Bed bugs are more common than most people think and can be a tremendous problem, posing risks to your health, furniture and home. Some speculate the ban on heavy pesticides like DDT crossed with an increase in international travel are to blame, but bed bugs have seemingly always been a problem, even if not a prominent one. Because these pests are extremely intrusive, as a landlord it is best to treat any bed bug issues immediately before the problem spreads across your residences.
Local and State Laws
Housing laws tend to vary from state to state, so it is always best to consult a local attorney about your rights as both a landlord and a tenant on issues pertaining to responsibility. In certain states, such as New York, it is mandatory for landlords to treat bed bugs immediately, typically in all neighbouring apartments as well, as the risk for spreading is great. In some states, the landlord might be able to charge the tenants for the expenses, if he or she can prove within a reasonable doubt that the tenants are responsible for the infestation. Typically, a landlord is not responsible for replacing items lost to infestation, unless they were negligent in treating it.
Landlords are typically responsible for paying all costs for bug infestations, even bed bugs, provided tenants were not purposefully and knowingly responsible for bringing them in to the dwelling.
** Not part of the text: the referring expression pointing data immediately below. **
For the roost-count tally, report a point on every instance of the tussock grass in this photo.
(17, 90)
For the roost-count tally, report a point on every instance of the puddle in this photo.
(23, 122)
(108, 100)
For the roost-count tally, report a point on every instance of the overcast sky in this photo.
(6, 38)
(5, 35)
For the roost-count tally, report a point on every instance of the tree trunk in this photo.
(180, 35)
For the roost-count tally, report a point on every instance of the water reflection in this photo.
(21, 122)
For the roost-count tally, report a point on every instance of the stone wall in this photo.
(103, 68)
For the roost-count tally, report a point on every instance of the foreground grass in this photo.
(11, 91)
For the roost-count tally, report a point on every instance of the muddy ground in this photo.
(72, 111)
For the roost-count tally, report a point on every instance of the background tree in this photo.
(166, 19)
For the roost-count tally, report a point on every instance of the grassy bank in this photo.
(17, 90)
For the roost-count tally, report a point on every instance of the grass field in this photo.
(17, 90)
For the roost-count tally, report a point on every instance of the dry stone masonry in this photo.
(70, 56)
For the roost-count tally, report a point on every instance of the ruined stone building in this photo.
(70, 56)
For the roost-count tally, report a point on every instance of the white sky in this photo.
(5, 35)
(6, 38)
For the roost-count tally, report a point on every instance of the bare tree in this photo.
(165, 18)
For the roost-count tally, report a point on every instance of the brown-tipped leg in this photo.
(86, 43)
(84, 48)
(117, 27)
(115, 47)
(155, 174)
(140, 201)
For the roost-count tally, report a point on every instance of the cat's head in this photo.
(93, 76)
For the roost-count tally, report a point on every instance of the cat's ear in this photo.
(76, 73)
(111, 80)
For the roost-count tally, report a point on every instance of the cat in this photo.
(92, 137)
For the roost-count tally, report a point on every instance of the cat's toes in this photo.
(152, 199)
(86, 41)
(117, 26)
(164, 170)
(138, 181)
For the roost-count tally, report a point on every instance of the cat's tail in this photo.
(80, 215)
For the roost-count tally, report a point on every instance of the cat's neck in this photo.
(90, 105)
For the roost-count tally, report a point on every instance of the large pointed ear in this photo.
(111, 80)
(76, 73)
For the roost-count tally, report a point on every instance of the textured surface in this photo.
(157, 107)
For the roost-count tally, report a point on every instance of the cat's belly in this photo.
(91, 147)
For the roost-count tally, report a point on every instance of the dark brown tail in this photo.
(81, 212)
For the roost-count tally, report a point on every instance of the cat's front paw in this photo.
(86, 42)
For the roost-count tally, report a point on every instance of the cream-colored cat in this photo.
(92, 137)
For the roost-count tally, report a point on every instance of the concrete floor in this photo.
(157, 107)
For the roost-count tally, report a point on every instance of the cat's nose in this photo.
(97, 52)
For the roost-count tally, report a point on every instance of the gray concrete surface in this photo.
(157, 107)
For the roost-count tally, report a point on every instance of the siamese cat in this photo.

Lease agreements often contain a clause about pest control issues, including the responsibilities of the tenant to comply with procedural treatments, moving or treating furniture or even vacating if necessary. As a landlord, you have a responsibility to treat the problem immediately or risk it spreading, which could result in legal action from your tenants.
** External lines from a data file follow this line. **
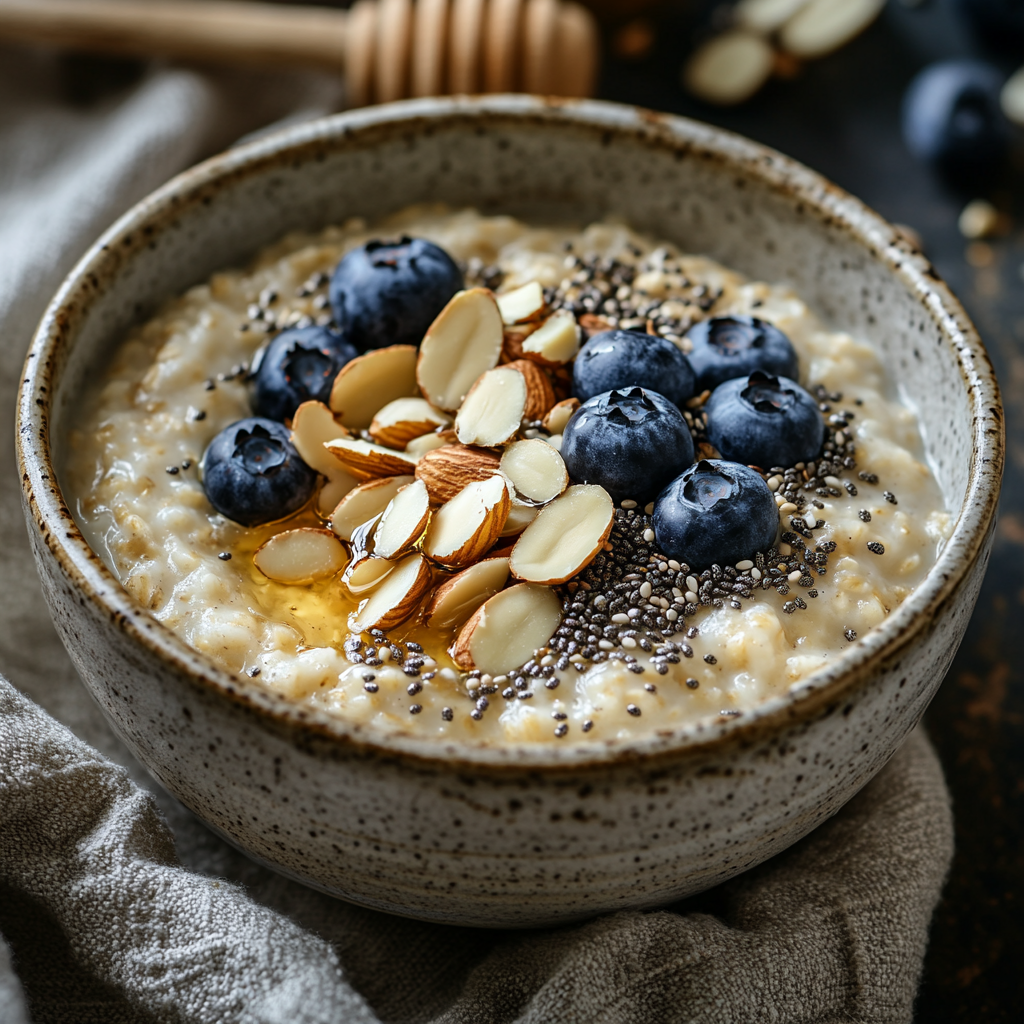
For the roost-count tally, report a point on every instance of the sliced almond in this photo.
(521, 514)
(446, 470)
(522, 304)
(555, 342)
(365, 573)
(565, 536)
(463, 342)
(461, 595)
(371, 381)
(494, 409)
(419, 446)
(402, 420)
(463, 528)
(403, 521)
(730, 68)
(536, 469)
(765, 16)
(823, 26)
(299, 556)
(505, 631)
(540, 393)
(365, 502)
(559, 415)
(366, 461)
(313, 424)
(396, 598)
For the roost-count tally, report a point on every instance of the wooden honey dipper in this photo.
(387, 49)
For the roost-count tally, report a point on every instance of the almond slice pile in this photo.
(427, 468)
(464, 528)
(461, 595)
(365, 502)
(299, 556)
(402, 522)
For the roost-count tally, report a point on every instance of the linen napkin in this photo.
(118, 905)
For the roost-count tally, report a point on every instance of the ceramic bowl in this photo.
(515, 836)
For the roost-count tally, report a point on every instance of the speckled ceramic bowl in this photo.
(516, 836)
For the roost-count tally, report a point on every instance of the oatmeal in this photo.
(496, 532)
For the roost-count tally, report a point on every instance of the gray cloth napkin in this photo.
(118, 905)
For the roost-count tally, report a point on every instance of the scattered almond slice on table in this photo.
(463, 342)
(555, 342)
(371, 381)
(406, 419)
(559, 415)
(313, 424)
(821, 27)
(521, 304)
(365, 502)
(494, 409)
(365, 460)
(536, 469)
(300, 556)
(465, 527)
(396, 598)
(365, 573)
(565, 536)
(402, 522)
(446, 470)
(457, 598)
(507, 629)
As you are often legally responsible to treat adjoining apartments, you will need the cooperation of your other tenants. Again, this is an issue that should be included in your lease agreement, but if it is not, you still have to treat the bed bugs. If a tenant refuses to allow you entry or refuses to comply with procedural requirements, which often including moving or discarding infected property, you can issue a "3-Day Notice to Cure Covenant or Quit." This notice basically states that the tenants are in violation of their lease if they do not follow procedure and allow exterminators to do their job. If you do not have an infestation clause in your lease, you should consult a local attorney first, as you may still have the right to take action against the tenant for non-compliance.
Property of your tenants is a tricky issue and usually is not included in the lease agreement. If possible, you should attempt to find an exterminator that is able to treat furniture, as otherwise it may be your responsibility as a landlord to reimburse or replace items such as beds, bed frames and couches. Contact a local attorney when in doubt.